Charging/Discharging Tests

(32) The charging/discharging tests were performed using a Swagelock-type cell assembled under argon. The testing cells were prepared by sandwiching the separator filled with electrolyte between lithium foil 1.2 mm and the prepared composite cathode electrode (Example 3). Glass fiber (GF/D) from Whatman was used as a separator. Lithium foil was used as counter and reference electrodes. A solution of 1 M LiN(CF.sub.3SO.sub.2).sub.2 in 1-ethyl-3-methylimidazolium bis(trifluoromethylsulfonyl)imide was used as electrolyte. Charge/discharge cycling was carried out between 2.8 and 4.2 V using a BaSyTec cell test system (BaSyTec GmbH). The results of charging discharging test are shown in FIGS. 2A and B, FIG. 3, FIGS. 5A and B, and FIG. 6.

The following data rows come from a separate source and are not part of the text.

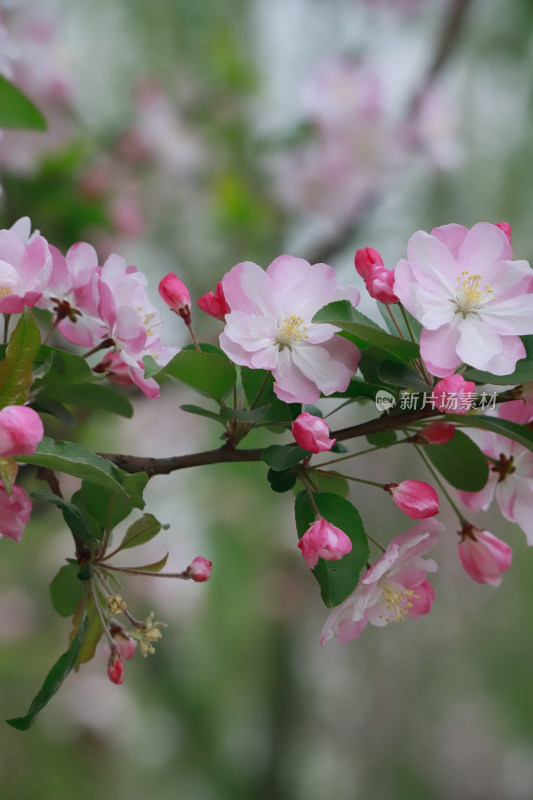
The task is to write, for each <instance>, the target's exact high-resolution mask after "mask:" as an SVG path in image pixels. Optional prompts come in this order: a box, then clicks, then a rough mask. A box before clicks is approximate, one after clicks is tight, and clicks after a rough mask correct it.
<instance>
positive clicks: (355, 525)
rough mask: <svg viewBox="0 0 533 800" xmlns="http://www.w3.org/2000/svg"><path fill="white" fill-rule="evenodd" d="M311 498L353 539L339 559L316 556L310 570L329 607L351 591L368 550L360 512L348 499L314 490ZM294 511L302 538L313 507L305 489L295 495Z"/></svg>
mask: <svg viewBox="0 0 533 800" xmlns="http://www.w3.org/2000/svg"><path fill="white" fill-rule="evenodd" d="M314 500H315V503H316V505H317V507H318V510H319V512H320V514H321V515H322V516H323V517H324V519H326V520H327V521H328V522H331V524H332V525H335V526H336V527H337V528H340V529H341V530H342V531H344V533H345V534H346V535H347V536H349V537H350V540H351V542H352V550H351V552H350V553H347V554H346V555H345V556H343V557H342V558H341V560H340V561H325V560H324V559H323V558H319V559H318V564H317V565H316V567H315V568H314V570H313V575H314V576H315V578H316V579H317V581H318V583H319V585H320V593H321V595H322V600H323V601H324V603H325V605H326V606H327V607H328V608H332V607H333V606H338V605H339V604H340V603H342V601H343V600H346V598H347V597H348V595H350V594H351V593H352V592H353V591H354V589H355V587H356V586H357V584H358V583H359V578H360V576H361V573H362V571H363V570H364V569H365V567H366V564H367V561H368V557H369V552H370V551H369V547H368V539H367V538H366V535H365V531H364V528H363V523H362V521H361V517H360V516H359V512H358V511H357V510H356V509H355V508H354V506H353V505H352V504H351V503H349V502H348V500H344V499H343V498H342V497H339V495H336V494H315V495H314ZM295 514H296V528H297V530H298V537H299V538H300V539H301V538H302V536H303V535H304V533H305V532H306V530H307V529H308V528H309V526H310V525H312V523H313V522H314V521H315V511H314V508H313V507H312V505H311V503H310V500H309V497H308V495H307V492H305V491H304V492H300V494H299V495H298V497H297V498H296V505H295Z"/></svg>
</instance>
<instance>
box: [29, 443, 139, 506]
mask: <svg viewBox="0 0 533 800" xmlns="http://www.w3.org/2000/svg"><path fill="white" fill-rule="evenodd" d="M16 460H17V461H22V462H24V463H25V464H36V465H37V466H38V467H49V468H50V469H53V470H57V471H58V472H64V473H66V474H67V475H74V476H75V477H76V478H81V479H82V480H88V481H91V482H92V483H97V484H98V485H100V486H106V487H107V488H108V489H111V490H112V491H114V492H119V493H121V494H123V495H125V496H127V493H126V490H125V489H124V487H123V486H122V484H121V482H120V474H119V470H117V468H116V467H115V466H114V464H111V462H110V461H108V460H107V459H106V458H102V456H98V455H96V453H93V452H91V451H90V450H86V449H85V447H82V446H81V445H79V444H75V443H74V442H55V441H54V440H53V439H50V438H49V437H48V436H45V437H44V439H43V440H42V441H41V442H39V444H38V446H37V450H36V452H35V453H34V454H33V455H31V456H28V455H23V456H17V458H16Z"/></svg>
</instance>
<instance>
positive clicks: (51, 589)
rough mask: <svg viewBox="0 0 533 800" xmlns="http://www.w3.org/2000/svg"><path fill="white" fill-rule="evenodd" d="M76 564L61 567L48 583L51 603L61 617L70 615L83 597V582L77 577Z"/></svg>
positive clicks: (70, 564)
mask: <svg viewBox="0 0 533 800" xmlns="http://www.w3.org/2000/svg"><path fill="white" fill-rule="evenodd" d="M78 570H79V567H78V565H77V564H66V565H65V566H64V567H61V569H60V570H59V572H58V573H57V575H56V576H55V578H54V579H53V581H52V583H51V584H50V596H51V598H52V605H53V606H54V608H55V610H56V611H57V613H58V614H61V616H62V617H71V616H72V615H73V614H74V612H75V611H76V609H77V607H78V605H79V604H80V602H81V600H82V598H83V583H82V582H81V581H80V579H79V578H78Z"/></svg>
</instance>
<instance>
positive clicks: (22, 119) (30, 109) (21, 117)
mask: <svg viewBox="0 0 533 800" xmlns="http://www.w3.org/2000/svg"><path fill="white" fill-rule="evenodd" d="M0 128H25V129H27V130H35V131H45V130H46V121H45V118H44V117H43V115H42V114H41V112H40V111H39V109H38V108H37V106H35V105H34V104H33V103H32V101H31V100H30V99H29V98H28V97H26V95H25V94H23V93H22V92H21V91H20V89H17V87H16V86H13V84H12V83H10V82H9V81H7V80H6V79H5V78H4V77H3V76H1V75H0Z"/></svg>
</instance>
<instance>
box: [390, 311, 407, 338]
mask: <svg viewBox="0 0 533 800" xmlns="http://www.w3.org/2000/svg"><path fill="white" fill-rule="evenodd" d="M386 308H387V311H388V312H389V316H390V318H391V320H392V321H393V323H394V327H395V328H396V330H397V331H398V333H399V334H400V336H401V338H402V339H405V336H404V335H403V331H402V329H401V328H400V326H399V325H398V323H397V322H396V317H395V316H394V314H393V313H392V309H391V307H390V306H389V305H387V307H386ZM402 308H403V306H402ZM404 319H405V317H404Z"/></svg>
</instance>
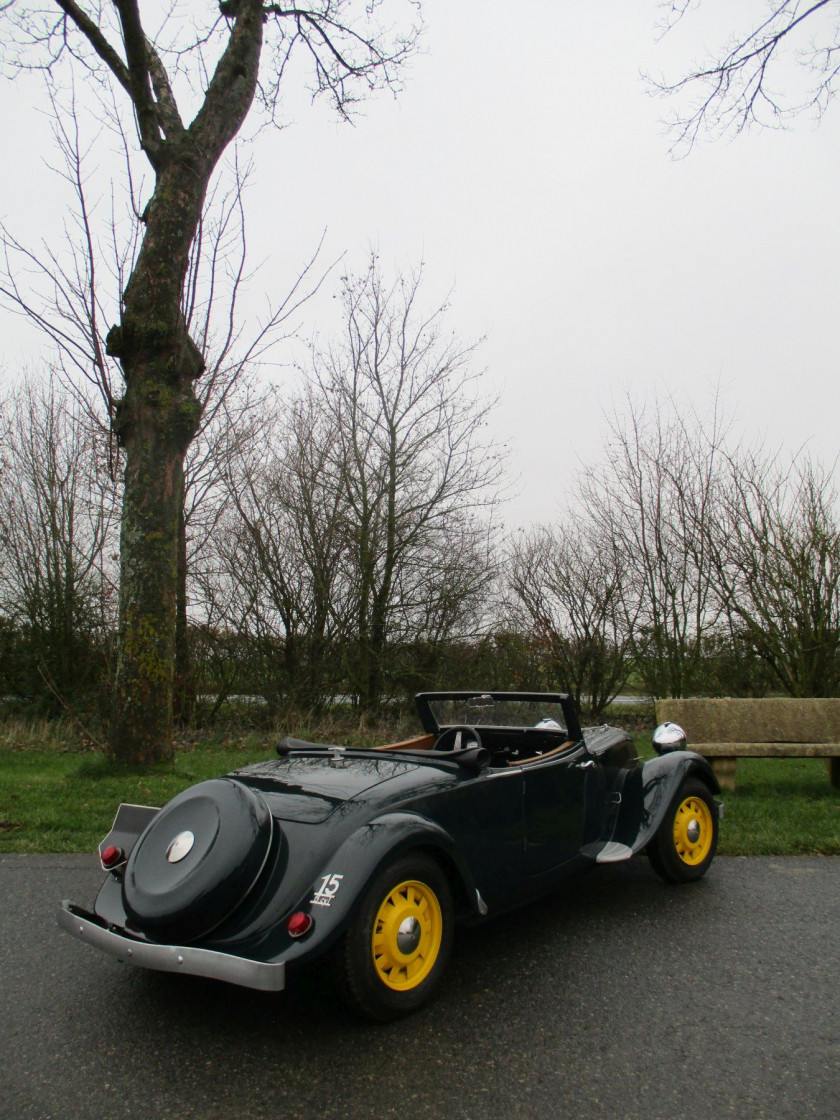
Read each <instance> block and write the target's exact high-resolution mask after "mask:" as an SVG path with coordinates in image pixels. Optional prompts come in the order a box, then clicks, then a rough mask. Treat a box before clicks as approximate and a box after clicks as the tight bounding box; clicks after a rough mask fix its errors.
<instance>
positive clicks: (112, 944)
mask: <svg viewBox="0 0 840 1120" xmlns="http://www.w3.org/2000/svg"><path fill="white" fill-rule="evenodd" d="M56 918H57V921H58V925H59V926H60V928H62V930H64V931H65V933H69V934H71V935H72V936H74V937H78V940H80V941H84V942H85V943H86V944H88V945H93V946H94V948H95V949H101V950H102V952H104V953H109V954H110V955H111V956H115V958H116V960H118V961H125V962H127V963H128V964H137V965H139V967H140V968H143V969H157V970H159V971H161V972H187V973H189V974H190V976H196V977H209V978H211V979H213V980H226V981H227V983H236V984H240V986H241V987H243V988H255V989H258V990H259V991H281V990H282V989H283V988H284V987H286V964H284V962H283V961H278V962H277V963H273V964H272V963H265V962H264V961H251V960H248V959H246V958H244V956H234V955H232V954H231V953H218V952H214V951H212V950H209V949H194V948H192V946H190V945H156V944H152V943H150V942H147V941H134V940H133V939H132V937H127V936H125V935H124V934H122V933H115V932H114V931H112V930H105V928H103V926H101V925H100V924H99V922H96V921H95V920H94V918H93V915H88V914H87V913H86V912H85V911H83V909H82V908H81V907H78V906H76V905H75V904H74V903H71V902H67V900H66V899H65V900H64V902H62V903H59V904H58V909H57V912H56Z"/></svg>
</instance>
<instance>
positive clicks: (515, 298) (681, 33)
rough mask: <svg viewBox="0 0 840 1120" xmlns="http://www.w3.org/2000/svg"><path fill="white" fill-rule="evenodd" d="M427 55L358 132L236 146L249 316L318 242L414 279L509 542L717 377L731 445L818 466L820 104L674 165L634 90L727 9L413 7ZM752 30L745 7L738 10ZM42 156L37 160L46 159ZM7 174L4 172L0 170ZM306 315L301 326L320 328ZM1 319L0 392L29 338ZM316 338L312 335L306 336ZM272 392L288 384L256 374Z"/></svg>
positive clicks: (627, 6)
mask: <svg viewBox="0 0 840 1120" xmlns="http://www.w3.org/2000/svg"><path fill="white" fill-rule="evenodd" d="M423 9H424V13H426V20H427V25H428V29H427V34H426V40H424V50H426V53H424V54H423V55H421V56H420V57H418V58H416V59H414V60H413V62H412V64H411V67H410V75H409V82H408V87H407V90H405V92H404V93H403V94H402V95H401V97H400V99H399V100H398V101H393V100H392V99H390V97H389V96H383V95H380V96H379V97H377V99H376V100H375V101H372V102H370V103H368V104H367V105H366V106H365V109H364V115H363V116H361V118H360V120H358V121H357V123H356V125H355V127H354V128H348V127H347V125H340V124H337V123H335V121H334V120H332V119H330V116H329V114H328V112H327V110H326V106H321V108H316V109H310V108H309V106H308V105H307V104H306V103H305V102H304V101H302V100H300V99H293V101H292V104H290V116H292V119H293V122H292V123H291V124H290V125H289V128H287V129H284V130H283V131H281V132H278V133H270V132H268V131H263V132H262V133H261V134H260V136H259V138H258V139H256V141H255V142H254V143H253V144H252V146H249V152H250V155H252V156H253V158H254V160H255V176H254V180H253V185H252V188H251V190H250V195H249V203H248V205H249V220H250V231H251V244H252V246H253V255H254V259H256V258H259V259H260V260H263V259H264V262H265V263H264V267H263V269H262V270H261V271H260V273H259V276H258V277H256V279H255V280H254V281H253V282H252V286H251V288H252V298H253V299H254V300H255V301H256V300H261V299H262V298H264V292H265V291H267V290H269V291H281V290H283V289H284V288H286V287H287V286H288V281H289V279H290V278H291V277H292V276H293V274H295V273H296V272H297V270H298V269H299V267H300V264H301V263H302V262H304V260H305V259H306V258H307V256H308V255H309V254H310V253H311V251H312V249H314V246H315V245H316V244H317V242H318V240H319V237H320V233H321V231H323V230H324V228H325V227H326V230H327V242H326V246H325V259H326V258H330V259H332V258H335V256H337V255H338V254H339V253H342V252H346V254H347V258H346V259H347V263H348V267H351V268H353V267H358V265H361V264H362V262H363V260H364V258H365V254H366V253H367V251H368V250H370V248H371V246H372V245H373V246H375V248H376V249H377V250H379V252H380V254H381V258H382V261H383V264H384V265H385V267H386V268H389V267H391V265H394V264H395V265H402V267H407V268H410V267H412V265H414V264H416V263H417V262H418V261H419V260H420V259H421V258H422V259H423V260H424V261H426V264H427V298H428V301H429V302H430V304H431V302H433V301H437V300H439V299H441V298H442V297H444V296H445V295H446V292H447V291H448V290H449V289H450V288H451V289H452V309H451V312H450V316H449V321H450V324H451V326H452V327H455V329H456V330H457V332H458V334H459V335H460V336H461V337H463V338H465V339H469V338H475V337H478V336H483V335H486V343H485V344H484V346H483V347H482V351H480V354H479V361H480V364H483V365H484V366H486V368H487V373H488V380H489V384H491V386H495V388H496V389H497V390H498V391H500V392H501V404H500V409H498V412H497V416H496V419H495V424H496V429H497V431H498V435H500V438H501V439H504V440H506V441H508V442H510V445H511V450H512V466H513V470H514V473H515V474H516V475H517V477H519V483H517V491H519V494H517V496H516V497H515V498H514V500H513V501H512V502H511V504H510V506H508V508H507V511H506V517H507V521H508V522H510V523H512V524H516V523H525V522H529V521H532V520H536V519H545V517H551V516H553V515H556V514H557V512H558V511H559V508H560V507H561V505H562V503H563V501H564V498H566V497H567V494H568V492H569V489H570V487H571V485H572V475H573V470H575V468H576V467H577V465H578V464H579V461H581V460H584V461H590V460H591V459H592V458H594V457H596V456H597V448H598V442H599V439H601V438H603V436H604V431H605V424H604V420H603V410H604V409H605V408H607V409H608V408H609V407H610V401H612V400H613V399H616V400H619V399H620V398H622V396H623V394H624V393H625V391H626V390H628V389H629V390H631V391H632V392H633V393H634V394H636V395H638V396H640V398H644V396H645V395H650V394H651V393H652V392H654V391H659V392H660V393H661V394H666V393H674V394H675V395H676V396H678V399H679V400H681V401H682V402H684V407H688V402H693V404H694V405H696V407H697V408H698V409H699V410H700V411H702V410H703V409H704V407H706V405H707V403H708V402H709V400H710V396H711V393H712V392H713V389H715V386H716V385H717V384H718V383H719V384H720V386H721V389H722V392H724V395H725V400H726V402H727V411H728V412H729V413H730V414H731V416H734V417H735V418H736V422H737V423H738V424H739V430H741V431H743V433H744V437H745V438H747V439H752V438H754V437H756V436H758V435H764V436H766V439H767V441H768V442H769V444H771V445H773V446H776V445H784V446H785V447H787V448H790V449H794V448H796V447H799V446H801V445H803V444H808V445H809V447H810V448H811V449H812V451H813V452H814V454H816V455H819V456H821V457H823V458H824V459H828V460H833V458H834V457H836V456H837V454H838V451H839V450H840V445H839V444H838V436H837V428H838V421H837V417H836V413H837V403H838V395H839V394H838V392H837V389H836V384H837V373H836V362H837V354H838V351H839V346H838V342H839V337H838V336H839V334H840V315H839V314H838V308H839V307H840V298H839V297H840V279H839V278H838V269H837V264H836V259H837V248H838V244H839V243H840V208H838V206H837V185H838V183H840V110H834V111H833V113H832V112H830V113H829V114H828V115H827V118H825V120H824V121H823V122H822V124H821V125H820V127H819V128H815V127H814V125H813V123H812V122H810V121H808V120H805V119H802V120H800V121H799V122H797V123H796V124H795V125H794V128H793V129H792V130H791V131H787V132H769V131H765V132H762V133H755V134H750V136H745V137H741V138H739V139H737V140H735V141H732V142H727V141H724V142H718V143H703V144H700V146H699V147H698V148H696V150H694V151H693V153H692V155H691V156H690V157H688V158H687V159H684V160H681V161H678V162H674V161H673V160H671V159H670V158H669V155H668V141H666V139H665V138H664V137H663V134H662V130H661V127H660V124H659V123H657V122H659V119H660V118H661V116H662V115H663V114H664V113H665V112H666V111H668V106H666V105H665V104H663V103H662V102H661V101H657V100H654V99H652V97H650V96H647V94H646V93H645V88H644V85H643V82H642V80H641V78H640V71H642V69H646V71H665V72H666V73H668V74H669V76H674V77H675V76H679V74H680V73H681V72H682V68H683V67H684V66H685V65H687V62H689V60H690V59H691V58H693V57H698V56H701V55H702V53H703V46H704V45H709V46H717V45H719V44H720V43H721V41H724V39H725V38H726V37H727V34H728V32H729V31H730V30H731V22H730V21H731V12H732V6H731V4H728V3H725V2H722V0H706V4H704V7H703V8H702V9H701V11H700V13H699V17H698V16H694V17H692V18H691V19H688V20H685V21H684V22H683V25H682V26H681V27H680V28H679V29H678V31H676V32H675V34H672V35H670V36H668V37H665V39H664V40H662V41H661V43H659V44H657V43H656V41H655V38H656V36H655V25H656V20H657V6H656V3H655V2H654V0H641V2H635V3H627V2H626V0H599V2H589V3H585V2H581V0H577V2H570V0H553V2H552V0H532V2H529V3H523V4H517V6H511V4H510V3H503V2H501V0H482V2H478V0H457V2H454V0H426V2H424V6H423ZM750 9H752V10H757V11H760V10H762V4H760V2H754V0H744V3H743V4H739V6H738V11H744V10H746V11H749V10H750ZM37 93H38V87H37V84H36V83H35V81H29V80H20V78H19V80H18V81H17V82H16V83H15V84H13V85H12V84H10V83H2V84H1V85H0V111H2V122H3V123H2V130H3V136H4V146H3V147H4V149H6V150H7V152H11V153H12V156H11V158H13V161H15V167H13V171H6V172H4V174H3V180H2V193H1V194H0V214H1V215H2V217H3V218H4V220H6V222H7V223H8V224H9V225H10V227H11V228H12V230H15V231H16V232H18V233H19V234H20V235H21V237H22V239H25V237H27V236H30V235H37V234H38V232H39V231H45V232H47V231H50V230H52V231H53V232H54V233H53V235H55V234H57V231H58V228H59V218H60V208H62V205H63V203H60V202H59V198H63V195H62V194H60V192H59V189H58V186H57V183H56V179H55V176H54V175H53V174H52V172H50V171H49V170H48V168H47V167H46V166H45V164H44V159H45V158H47V159H50V158H53V157H52V156H50V153H49V152H48V151H47V148H46V144H47V138H48V122H47V120H46V119H45V118H44V116H43V115H41V114H39V113H37V112H36V111H35V109H34V106H32V104H31V102H32V100H34V99H35V97H36V95H37ZM45 152H46V156H45ZM10 161H11V160H10ZM329 311H330V306H329V305H328V302H326V301H324V300H321V301H318V302H316V304H314V305H312V307H311V308H310V310H309V312H308V314H309V321H308V327H310V328H315V327H316V326H323V325H324V324H326V323H327V321H328V315H329ZM0 314H2V317H3V318H2V335H1V336H0V339H1V340H0V366H2V367H3V368H4V371H6V374H7V376H9V375H11V374H12V373H13V371H15V370H17V368H18V367H19V365H20V364H21V363H24V362H27V361H29V362H30V364H31V363H32V362H34V361H35V360H36V355H37V345H38V344H37V339H36V338H34V336H32V335H31V334H27V333H26V332H25V330H24V329H22V327H21V325H20V324H19V323H18V321H17V320H16V319H13V318H12V317H10V316H8V315H7V314H6V312H0ZM316 319H317V321H315V320H316ZM278 376H279V377H283V376H286V375H284V374H282V373H278Z"/></svg>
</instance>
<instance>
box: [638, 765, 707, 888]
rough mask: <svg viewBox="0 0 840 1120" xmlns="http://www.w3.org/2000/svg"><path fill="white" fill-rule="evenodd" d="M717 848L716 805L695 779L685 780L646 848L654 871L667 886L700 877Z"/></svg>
mask: <svg viewBox="0 0 840 1120" xmlns="http://www.w3.org/2000/svg"><path fill="white" fill-rule="evenodd" d="M717 847H718V806H717V805H716V804H715V799H713V797H712V795H711V791H710V790H709V787H708V785H706V783H704V782H701V781H700V780H699V778H694V777H690V778H687V780H685V781H684V782H683V783H682V785H681V786H680V788H679V791H678V793H676V796H675V797H674V800H673V801H672V802H671V804H670V806H669V810H668V812H666V813H665V816H664V820H663V821H662V823H661V824H660V827H659V829H657V831H656V836H655V837H654V838H653V840H652V841H651V843H650V844H648V846H647V856H648V858H650V860H651V864H652V865H653V868H654V870H655V871H656V872H657V874H659V875H661V876H662V878H663V879H668V880H669V881H670V883H692V881H694V880H696V879H700V878H702V876H703V875H706V872H707V871H708V869H709V866H710V864H711V861H712V859H713V858H715V851H716V850H717Z"/></svg>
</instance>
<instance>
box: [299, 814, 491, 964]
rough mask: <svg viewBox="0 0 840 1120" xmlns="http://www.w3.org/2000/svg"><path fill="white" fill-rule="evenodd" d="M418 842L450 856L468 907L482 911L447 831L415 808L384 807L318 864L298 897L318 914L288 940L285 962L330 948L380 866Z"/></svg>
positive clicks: (472, 888)
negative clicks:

(33) The cyclic voltammogram shown in FIG. 1 recorded for 2,2,2-(cyclopropane-1,2,3-triylidene)trimalononitrile bis lithium salt (1) demonstrates reversible redox system featuring the transfer of two electrons, as indicated by two oxidation peaks at the anodic scan and two reduction peaks during cathode scan. From the CV data, it is clear that Li.sub.2C.sub.12N.sub.6 (1) shows a fully reversible redox behaviour, an important condition for applicability of this compound as active material in a rechargeable battery.

(34) FIGS. 2A and 2B show the first charge/discharge curves of (I) as cathode active material and lithium as anode at C/10 and C/2 rates respectively. In both curves at charging state one can see two plateaus at around 3.55 and 4 V corresponding to the oxidation of Li.sub.2C.sub.12N.sub.6 under release of two lithium cations and formation of C.sub.12N.sub.6, at the discharging curve corresponding to the reduction of C.sub.12N.sub.6 to Li.sub.2C.sub.12N.sub.6, two other plateaus are observed at 3.75 and 3.2 V.

(35) The secondary battery cell using (1) as cathode material provides a high discharging capacity of 193 mAh/g at C/10 and 186 mAh/g at C/2.

(36) It is clear from the electrochemical tests that the use of compound (1) in the cathode provides a rechargeable lithium ion battery with a higher charging and discharging voltage. The voltage of the electrochemical cell using Li.sub.2C.sub.12N.sub.6 as cathode and lithium as anode after charging was 3.8V and no self discharge was observed.

(37) FIG. 3 illustrates the discharge capacity vs. cycle number profile of Li.sub.2C.sub.12N.sub.6 (I) as cathode at C/10. Discharge capacity of 148 mAh/g remains after 12 cycles.

[4]Radialene (2) (Example 2,2-(2,4-dioxocyclobutane-1,3-diylidene)dimalononitrile bis lithium Salt) as Cathode Material

(38) Cyclic voltammetry results presented in FIG. 4, show fully reversible behaviour.

(39) The first charge/discharge curves of the Li.sub.2C.sub.10N.sub.4O.sub.2 (2) as cathode active material and lithium as anode at C/10 and C/2 rates are presented in FIGS. 5A and 5B respectively. In both curves, during charging of the electrochemical cell, two plateaus are identified at around 3.6 and 4V corresponding to the oxidation of Li.sub.2C.sub.12N.sub.6 (release of two lithium cations and formation of C.sub.12N.sub.6), at the discharging curve two other plateaus are observed at 3.87 and 3.2 V. The electrochemical cell using (2) as cathode material provides the discharging capacity 82 mAh/g at C/10 and 70 mAh/g at C/2.

(40) The variation of discharge capacity with the number of cycles for the battery cell using (2) as cathode active material at C/10 is presented in FIG. 6. A 67% retention of the initial capacity was observed after 12 cycles.

(41) The features disclosed in the foregoing description, in the claims and in the accompanying drawings may, both separately or in any combination be material for realizing the invention in diverse forms thereof.